La gestión de la crisis migratoria de Ceuta ha abierto una nueva discrepancia entre las informaciones publicadas sobre los días previos a la entrada masiva de inmigrantes y la versión que mantiene el Ministerio del Interior. Mientras fuentes de la seguridad del Estado citadas por la Cadena SER sostienen que el Centro Nacional de Inteligencia (CNI) trasladó diversas advertencias sobre el riesgo de una llegada masiva desde Marruecos, el departamento que dirige Fernando Grande-Marlaska insiste en que nunca recibió una alerta concreta sobre un episodio como el que finalmente se produjo.
Según la emisora, esas comunicaciones se habrían producido durante las semanas anteriores a la crisis y alertaban de un incremento del riesgo en la frontera de Ceuta, aunque sin concretar la fecha en la que podría producirse una entrada de grandes dimensiones. Las fuentes consultadas consideran que la amenaza era conocida y que el escenario venía siendo objeto de seguimiento por parte de los servicios de inteligencia.
La misma información vincula ese aumento de la preocupación con la sentencia dictada por el Tribunal Supremo el pasado 8 de julio sobre las devoluciones en caliente en Ceuta y Melilla.
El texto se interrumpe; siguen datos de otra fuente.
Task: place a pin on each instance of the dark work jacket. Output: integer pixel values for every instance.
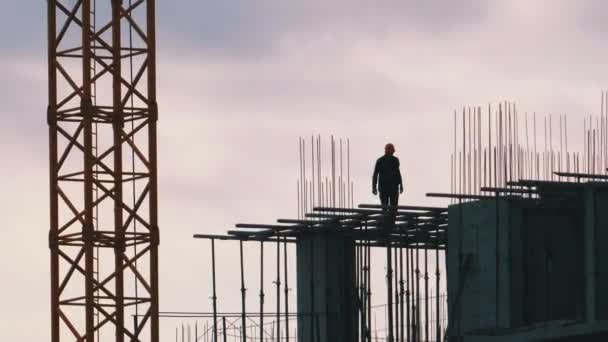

De acuerdo con las fuentes citadas por la SER, las organizaciones dedicadas al tráfico de personas habrían interpretado esa resolución como una oportunidad para intensificar los intentos de acceso irregular a territorio español.
Siempre según esas fuentes, el despliegue existente en la frontera resultaba insuficiente para afrontar un episodio de esas características. Además, expresan su desacuerdo con las declaraciones posteriores de Grande-Marlaska, quien aseguró que el CNI no había remitido ningún informe alertando de una situación como la registrada el 30 de julio.
Frente a esa versión, el Ministerio del Interior mantiene que no recibió ninguna comunicación específica del servicio de inteligencia sobre una entrada masiva inminente. No obstante, reconoce que durante la segunda quincena de julio se detectó un aumento progresivo de las llegadas a nado a Ceuta y asegura que esa evolución motivó un refuerzo del dispositivo de vigilancia en la frontera, aunque no ha detallado las medidas concretas que se adoptaron.
La controversia se produce mientras continúa el análisis sobre la respuesta desplegada antes de la llegada de decenas de miles de personas a la ciudad autónoma y sobre si las administraciones contaban con información suficiente para anticipar una crisis de esa magnitud.